Terminator, I, Robot and 2001: Space Odyssey. What do these three successful science fiction movies have in common?

These examples predicted what might happen in the future: an artificial intelligence (A.I.) uprising.

A.I. is a term used for a robot, big or small, tailored to personal needs such as making a financial decision or planning events like family and professional get-togethers to meet guests’ needs.  

The main conflict that we may or may not be noticing is that robots can gain more knowledge than what they were initially programmed for, and they might utilize this knowledge for evil instead of good.

When analyzing why we worry about robots possibly going rogue, some people might think the responsibility falls on ourselves because we are practically playing God by creating a new breed of beings.

We programmed them to do whatever pleases our imagination; however, a fault in the system might give them an idea of turning on their creators and possibly starting an era where humankind is considered endangered.

Back in the pre-digital era, around the 1980s, artificially intelligent robots were built to help people make quick decisions with deductive reasoning that functions similar to how a modern calculator works.

Today, developers have already gone further with giving A.I. robots the ability to know names and personal interests. As mentioned before, there is a possibility someone or something can hack into it and reprogram the system to perform some unspeakable consequences.

Take International Business Machines’ Watson, for instance. Watson is an analytic A.I. robot capable of searching the internet and finding an answer in a snap of a finger. Basically, Watson is an enhanced version of Google. However, there was something in Watson that IBM forgot to install on the system: a filter that blocks out foul language. So now, Watson not only just knows every answer but every “dirty” word on the Internet. For some it might be hilarious to hear an A.I. robot talk dirty, but for me and some computer engineers it is concerning.
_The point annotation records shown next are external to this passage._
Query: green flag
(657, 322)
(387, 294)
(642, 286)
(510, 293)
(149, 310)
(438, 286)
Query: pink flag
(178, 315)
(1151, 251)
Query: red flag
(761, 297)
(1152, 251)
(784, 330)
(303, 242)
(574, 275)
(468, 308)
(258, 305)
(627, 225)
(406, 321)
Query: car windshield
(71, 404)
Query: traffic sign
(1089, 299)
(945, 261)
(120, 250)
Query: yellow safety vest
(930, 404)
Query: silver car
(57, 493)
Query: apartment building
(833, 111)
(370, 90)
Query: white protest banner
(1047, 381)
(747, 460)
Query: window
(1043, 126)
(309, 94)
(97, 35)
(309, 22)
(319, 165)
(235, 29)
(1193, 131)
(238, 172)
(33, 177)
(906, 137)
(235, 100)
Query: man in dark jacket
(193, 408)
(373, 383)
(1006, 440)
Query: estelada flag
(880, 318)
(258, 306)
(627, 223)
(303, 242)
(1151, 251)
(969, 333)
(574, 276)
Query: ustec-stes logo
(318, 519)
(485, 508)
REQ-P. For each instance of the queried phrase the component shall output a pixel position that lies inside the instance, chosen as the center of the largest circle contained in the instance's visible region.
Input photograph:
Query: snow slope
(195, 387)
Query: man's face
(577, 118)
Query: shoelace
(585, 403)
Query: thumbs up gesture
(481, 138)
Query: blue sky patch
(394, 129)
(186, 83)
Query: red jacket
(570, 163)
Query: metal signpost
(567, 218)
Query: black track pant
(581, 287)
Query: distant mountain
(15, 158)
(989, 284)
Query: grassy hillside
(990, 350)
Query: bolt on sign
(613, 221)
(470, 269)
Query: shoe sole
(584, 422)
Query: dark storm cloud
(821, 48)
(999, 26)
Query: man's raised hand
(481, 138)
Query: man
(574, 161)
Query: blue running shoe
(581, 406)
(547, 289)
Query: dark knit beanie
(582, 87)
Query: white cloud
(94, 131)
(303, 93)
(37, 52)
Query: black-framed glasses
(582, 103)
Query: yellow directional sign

We might fear an uprising due to the uncertainty of whether programmers have established a limit based on how much it “learns” and whether a fail-safe switch is installed. If they learn too much anywhere from Internet slang or from reading an illegally downloaded blueprint of a government prototype weapon, they can pose a major threat to society, and that is not what the future should look like.

So keep in mind that robots should limit their knowledge; and whatever you do, do not program robots the idea of creating a robotic overlord.